Mas, por aqui, metade do mercado está na mão da Dori, dona da marca Disqueti. A empresa não é forte apenas nesse mercado superespecífico. Fundada há 45 anos no interior paulista, a Dori bate de frente com as maiores empresas de balas e confeitos do mundo.

No Brasil, além da liderança nos confeitos de chocolate, é a primeira em diversas categorias, como amendoins confeitados e balas de goma de amido. Além disso, seus doces são exportados para 54 países. Nos últimos três anos, o faturamento da empresa cresceu 60% e deve fechar o ano em 520 milhões de reais — impulsionado, principalmente, pela explosão no consumo doméstico.

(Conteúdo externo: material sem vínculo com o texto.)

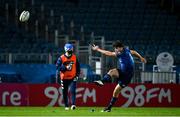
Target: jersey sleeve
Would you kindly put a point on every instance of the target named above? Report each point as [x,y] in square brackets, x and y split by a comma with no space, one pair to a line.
[59,65]
[77,67]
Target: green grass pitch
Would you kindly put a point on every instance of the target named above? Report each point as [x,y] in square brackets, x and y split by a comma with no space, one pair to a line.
[87,111]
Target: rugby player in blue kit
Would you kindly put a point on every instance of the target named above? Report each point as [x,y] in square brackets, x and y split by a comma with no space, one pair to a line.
[123,73]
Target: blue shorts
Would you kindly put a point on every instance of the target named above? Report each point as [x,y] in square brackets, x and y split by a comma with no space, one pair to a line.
[124,78]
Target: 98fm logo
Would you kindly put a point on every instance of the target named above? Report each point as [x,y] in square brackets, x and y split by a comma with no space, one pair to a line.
[141,95]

De suas três fábricas, localizadas em Marília e em Rolândia, no Paraná, saem 400 toneladas de doces por dia. Agora, a Dori se prepara para o passo mais ousado de sua história: construir uma fábrica no mercado mais competitivo do mundo, os Estados Unidos.

A América do Norte já é destino de 35% das exportações da Dori. “Seria um desperdício não ir para lá. É o maior mercado do mundo”, diz Carlos Barion, da segunda geração da família e há dois anos presidente da companhia. A ideia começou com a instalação de um escritório comercial em Miami.

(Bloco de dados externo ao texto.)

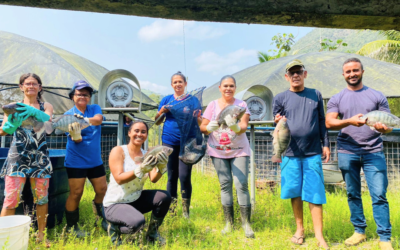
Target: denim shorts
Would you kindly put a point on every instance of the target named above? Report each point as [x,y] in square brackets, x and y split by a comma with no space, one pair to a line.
[303,177]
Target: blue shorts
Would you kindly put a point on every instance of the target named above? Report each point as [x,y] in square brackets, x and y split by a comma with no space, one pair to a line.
[303,177]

Agora, a prioridade é construir uma fábrica nos Estados Unidos. As máquinas já foram encomendadas na Europa e serão entregues até junho. Até lá, se tiver qualquer contratempo, a Dori pode optar por trazer a linha para o Brasil e ampliar seu portfólio de três para quatro fábricas por aqui.

Mas a companhia já tem um diretor escolhido para tocar a operação americana e contratou também a consultoria americana Knechetel para mapear o mercado e identificar as oportunidades e os produtos ideais a ser lançados por lá. 

Aparentemente, os Barion estão cientes do risco de sair do interior de São Paulo para construir uma unidade no maior mercado do mundo. Há oito anos, a empresa fez uma tentativa de ir para os Estados Unidos. Na época, desistiu por achar que não teria poder de fogo para criar uma marca forte.


Por isso, desta vez a empresa decidiu deixar o marketing de lado e apostar no que faz de melhor: produtos inovadores a preço competitivo. No início de 2013, a Dori vai inaugurar um centro de inovação em Mairinque, no interior de São Paulo. A ideia é ampliar ainda mais a gama de produtos, que já tem 165 itens, e incluir tabletes de chocolates no portfólio.

“Vamos atuar como fornecedores de grandes varejistas americanos. Já temos parcerias com o Walgreens, o Walmart e o Sam’s Club”, diz Vitor Barion, irmão de Carlos e presidente do conselho de administração. Vitor acredita que seu tamanho menor lhe dará agilidade frente à concorrência.

A Dori poderá atender pedidos em lotes menores — por exemplo, numa promoção de última hora — das grandes varejistas, um tipo de negócio que nem sempre interessa às grandes fabricantes de doces.

Enquanto estuda expandir as fronteiras, a Dori enfrenta também um desafio doméstico. A gestão da empresa ainda é tipicamente familiar: 92% das ações estão nas mãos da família. Carlos Barion continua a cumprimentar os funcionários pelo nome. E sabe o funcionamento de cada máquina.

Como costuma acontecer com empresas familiares em forte expansão, o crescimento dos últimos anos trouxe problemas. Em 2011, a empresa fechou no vermelho. Mesmo assim, distribuiu um prêmio para os 2 400 funcionários sob a alegação de motivá-los para 2012.

Por enquanto, vem dando certo: até outubro, a Dori estava no azul. O plano, agora, é explorar nichos de mercado — como o de balas de goma e amendoim. A Dori acredita que as grandes multinacionais ainda deixam brechas — curiosamente, até mesmo nos Estados Unidos.